Die Schweizer Schätze verschicken wir größtenteils direkt aus unserem Lager zu Ihnen nach Hause. Vor dem Verpacken werden die Produkte und Lebensmittel noch einmal auf Ihre Unversehrtheit hin geprüft und dann händisch sorgfältig und sicher verpackt. Dabei achten wir auf eine robuste Verpackung, inklusive Dämmmaterial und stabiler Kartonagen. Uns ist wichtig, dass die Produkte und Lebensmittel sicher und im Originalzustand bei Ihnen ankommen. Damit bestellter Käse dieselbe Frische wie in unserem Kühllager aufweist, wird er in spezieller Kühlverpackung versand. Damit erhalten Sie ein garantiert frisches Produkt.
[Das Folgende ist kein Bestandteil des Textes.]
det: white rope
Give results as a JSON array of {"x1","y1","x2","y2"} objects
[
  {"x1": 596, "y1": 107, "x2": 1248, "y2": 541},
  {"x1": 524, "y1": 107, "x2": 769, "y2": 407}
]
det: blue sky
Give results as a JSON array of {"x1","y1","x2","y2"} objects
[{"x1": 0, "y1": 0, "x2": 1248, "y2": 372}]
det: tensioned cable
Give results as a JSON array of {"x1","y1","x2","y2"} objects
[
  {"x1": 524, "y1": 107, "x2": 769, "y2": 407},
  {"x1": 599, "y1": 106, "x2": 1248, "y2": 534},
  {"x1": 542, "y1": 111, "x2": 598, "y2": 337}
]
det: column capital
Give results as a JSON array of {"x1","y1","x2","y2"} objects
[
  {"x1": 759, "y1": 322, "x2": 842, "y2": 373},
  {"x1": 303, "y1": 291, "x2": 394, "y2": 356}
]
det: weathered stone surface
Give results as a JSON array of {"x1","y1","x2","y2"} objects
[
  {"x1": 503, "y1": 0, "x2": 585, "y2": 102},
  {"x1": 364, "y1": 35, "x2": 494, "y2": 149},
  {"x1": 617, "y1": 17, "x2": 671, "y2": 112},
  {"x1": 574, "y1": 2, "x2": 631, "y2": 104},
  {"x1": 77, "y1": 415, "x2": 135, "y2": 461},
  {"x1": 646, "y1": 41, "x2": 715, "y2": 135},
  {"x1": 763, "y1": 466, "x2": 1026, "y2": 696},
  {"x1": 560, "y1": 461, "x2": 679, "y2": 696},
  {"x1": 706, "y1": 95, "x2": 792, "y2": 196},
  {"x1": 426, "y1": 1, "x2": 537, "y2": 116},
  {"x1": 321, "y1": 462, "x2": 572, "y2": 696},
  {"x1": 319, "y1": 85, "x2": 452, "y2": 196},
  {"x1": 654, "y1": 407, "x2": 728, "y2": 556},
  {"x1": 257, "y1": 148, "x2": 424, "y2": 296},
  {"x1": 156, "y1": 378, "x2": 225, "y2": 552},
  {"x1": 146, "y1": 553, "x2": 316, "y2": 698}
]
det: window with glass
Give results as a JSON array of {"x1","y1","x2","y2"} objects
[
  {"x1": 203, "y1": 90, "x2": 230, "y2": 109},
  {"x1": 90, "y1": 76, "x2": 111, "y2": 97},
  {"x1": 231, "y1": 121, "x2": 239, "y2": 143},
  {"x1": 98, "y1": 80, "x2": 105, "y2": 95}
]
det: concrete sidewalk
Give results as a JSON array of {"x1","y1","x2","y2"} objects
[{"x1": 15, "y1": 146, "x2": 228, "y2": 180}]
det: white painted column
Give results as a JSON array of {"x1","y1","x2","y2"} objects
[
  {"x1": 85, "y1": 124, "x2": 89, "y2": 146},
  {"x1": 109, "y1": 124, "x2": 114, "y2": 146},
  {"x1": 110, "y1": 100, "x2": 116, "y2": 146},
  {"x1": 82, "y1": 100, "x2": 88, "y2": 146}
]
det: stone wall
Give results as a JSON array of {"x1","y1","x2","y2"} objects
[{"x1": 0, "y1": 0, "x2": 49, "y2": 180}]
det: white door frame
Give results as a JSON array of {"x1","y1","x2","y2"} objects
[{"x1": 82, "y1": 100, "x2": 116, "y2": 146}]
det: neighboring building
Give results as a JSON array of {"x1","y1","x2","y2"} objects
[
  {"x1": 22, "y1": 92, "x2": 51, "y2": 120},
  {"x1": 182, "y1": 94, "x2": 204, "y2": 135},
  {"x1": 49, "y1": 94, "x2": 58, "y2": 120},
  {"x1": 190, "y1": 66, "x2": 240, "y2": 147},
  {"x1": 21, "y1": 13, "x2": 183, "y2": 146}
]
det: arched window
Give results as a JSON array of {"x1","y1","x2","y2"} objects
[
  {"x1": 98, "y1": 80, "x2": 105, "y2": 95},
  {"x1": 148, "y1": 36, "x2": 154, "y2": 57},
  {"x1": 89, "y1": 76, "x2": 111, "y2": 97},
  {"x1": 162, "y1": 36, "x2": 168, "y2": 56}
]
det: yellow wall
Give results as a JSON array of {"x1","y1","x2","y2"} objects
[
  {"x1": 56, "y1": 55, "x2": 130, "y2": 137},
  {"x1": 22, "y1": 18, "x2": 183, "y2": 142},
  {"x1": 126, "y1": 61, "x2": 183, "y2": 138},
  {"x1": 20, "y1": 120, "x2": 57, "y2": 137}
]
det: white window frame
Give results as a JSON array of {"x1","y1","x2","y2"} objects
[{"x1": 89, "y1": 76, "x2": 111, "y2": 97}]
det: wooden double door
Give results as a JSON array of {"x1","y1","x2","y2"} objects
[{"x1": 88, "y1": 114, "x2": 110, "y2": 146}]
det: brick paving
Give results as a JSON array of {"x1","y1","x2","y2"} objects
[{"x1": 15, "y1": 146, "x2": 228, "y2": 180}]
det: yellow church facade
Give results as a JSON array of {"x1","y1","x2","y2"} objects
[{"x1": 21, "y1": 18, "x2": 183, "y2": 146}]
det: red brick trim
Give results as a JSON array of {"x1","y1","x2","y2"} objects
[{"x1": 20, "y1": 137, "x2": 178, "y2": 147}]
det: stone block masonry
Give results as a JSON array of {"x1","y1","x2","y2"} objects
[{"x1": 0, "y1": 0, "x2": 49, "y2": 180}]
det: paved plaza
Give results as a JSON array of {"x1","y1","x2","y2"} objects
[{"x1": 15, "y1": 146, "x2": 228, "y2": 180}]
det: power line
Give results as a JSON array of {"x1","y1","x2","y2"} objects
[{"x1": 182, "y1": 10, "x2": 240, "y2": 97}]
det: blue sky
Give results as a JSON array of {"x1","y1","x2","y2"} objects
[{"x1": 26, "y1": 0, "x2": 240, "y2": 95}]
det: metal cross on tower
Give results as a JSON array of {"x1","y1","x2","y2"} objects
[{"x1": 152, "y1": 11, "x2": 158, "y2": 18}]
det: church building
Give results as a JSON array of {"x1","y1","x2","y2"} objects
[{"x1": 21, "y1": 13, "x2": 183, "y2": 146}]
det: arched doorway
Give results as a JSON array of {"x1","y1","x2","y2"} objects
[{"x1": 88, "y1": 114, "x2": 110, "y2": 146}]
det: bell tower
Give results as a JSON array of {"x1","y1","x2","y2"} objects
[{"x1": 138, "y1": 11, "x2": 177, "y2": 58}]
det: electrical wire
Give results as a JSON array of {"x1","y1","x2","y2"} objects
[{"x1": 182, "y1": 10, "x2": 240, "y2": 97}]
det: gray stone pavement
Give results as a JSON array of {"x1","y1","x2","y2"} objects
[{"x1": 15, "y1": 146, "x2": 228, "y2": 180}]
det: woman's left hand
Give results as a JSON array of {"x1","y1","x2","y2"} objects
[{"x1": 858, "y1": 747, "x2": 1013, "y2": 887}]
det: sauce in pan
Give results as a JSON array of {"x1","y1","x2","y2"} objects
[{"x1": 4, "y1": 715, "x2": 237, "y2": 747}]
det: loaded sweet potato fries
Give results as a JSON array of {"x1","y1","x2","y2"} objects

Außerdem versenden wir Käse ausschließlich von Montag bis Donnerstag, dies um zu vermeiden, dass er über das Wochenende in einer Poststation liegt. Damit geben wir unser Bestes, die feinen Schätze sicher zu Ihnen nach Hause bringen zu lassen. Leider haben wir nicht immer einen Einfluss auf die tatsächliche Dauer der Lieferzeit. Doch unser Credo ist: Der Versand erfolgt einfach, schnell bequem und sicher.